現在、本県においては、設置業者が倒産し、放置された最終処分場の事例はありませんが、仮に倒産した場合におきましては、最終処分場の放置により、生活環境の保全上の支障が生じないよう、破産管財人や土地所有者等の関係者に対して、廃棄物の飛散流出防止や水質検査の実施など、適正な維持管理を図るために必要な措置を指導していく考えであります。

5 行政施策の取り組みについて
私からは、行政施策の取り組みについてお答えしますが、例を示され、事なかれ主義等との大変厳しい御指摘をいただきました。

議員が御指摘されたいくつかの事例について、意に沿わないことをもって、「事なかれ主義」等という評価を受けたとすれば、大変残念であります。

例として示された個別の事案については後ほど関係参与員から具体的な答弁をさせますが、これらについては、本県の特殊性や実情を踏まえたものであり、私は、青少年健全育成条例については、全国でも厳しい内容のものになっていると思います。

また、公共事業の入札制度の調査基準価格についても、本県独自の取扱いとして、全国に先駆けて実態調査を行い、先般引上げを行っているものであります。

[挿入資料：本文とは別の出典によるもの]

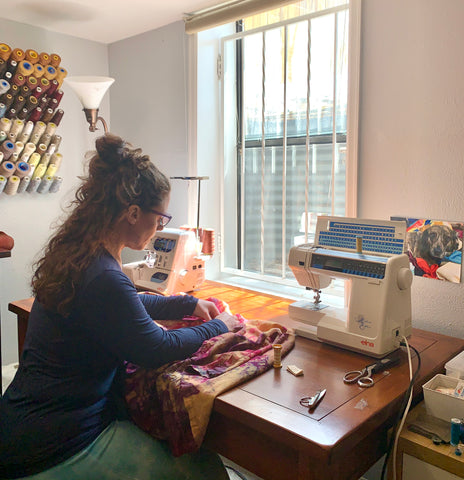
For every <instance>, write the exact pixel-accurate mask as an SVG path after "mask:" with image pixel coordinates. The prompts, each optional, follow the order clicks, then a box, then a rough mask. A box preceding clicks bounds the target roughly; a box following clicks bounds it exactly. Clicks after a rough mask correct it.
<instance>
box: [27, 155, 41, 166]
mask: <svg viewBox="0 0 464 480" xmlns="http://www.w3.org/2000/svg"><path fill="white" fill-rule="evenodd" d="M39 162H40V154H38V153H37V152H35V153H33V154H31V156H30V157H29V160H28V161H27V163H28V164H29V165H30V166H31V167H36V166H37V165H38V164H39Z"/></svg>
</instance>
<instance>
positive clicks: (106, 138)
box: [95, 133, 126, 165]
mask: <svg viewBox="0 0 464 480" xmlns="http://www.w3.org/2000/svg"><path fill="white" fill-rule="evenodd" d="M125 145H126V142H125V141H124V140H123V139H122V138H121V137H118V136H117V135H113V134H112V133H107V134H106V135H103V136H102V137H99V138H97V140H96V141H95V148H96V150H97V153H98V156H99V157H100V158H101V159H102V160H103V161H104V162H105V163H107V164H112V165H117V164H119V163H120V161H121V160H122V157H123V155H122V152H123V148H124V146H125Z"/></svg>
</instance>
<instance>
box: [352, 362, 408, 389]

私はこれまでも、全国に先駆けて男女共同参画推進条例を制定したほか、79年ぶりに本県で発生した鳥インフルエンザへの対応については、危機管理の全国的なモデルとして高い評価を得ております。また、極めて厳しい財政状況の中にあっても、選択と集中の視点を一層重視しながら、逆風の中での山口きらら博の開催、やまぐち情報スーパーネットワークの整備、全ての小中学校における35人学級化の取組、森林バイオマスエネルギーの活用推進、ごみの資源化、レジ袋の有料化の取組、若者就職支援センターの設置、救急医療体制の強化を図るためのドクターヘリの導入、また、住み良さ指標という数値目標の設定など、全国に先駆ける取組も行っております。 私としては、加速化プランの実現に向けて、常に前向きに新しい一歩を踏み出し、着実に施策を推進していくことを心掛けておりますが、議員御指摘の趣旨も踏まえて、今後とも職員の意識改革、活力ある職場づくりに努めてまいりたいと考えております。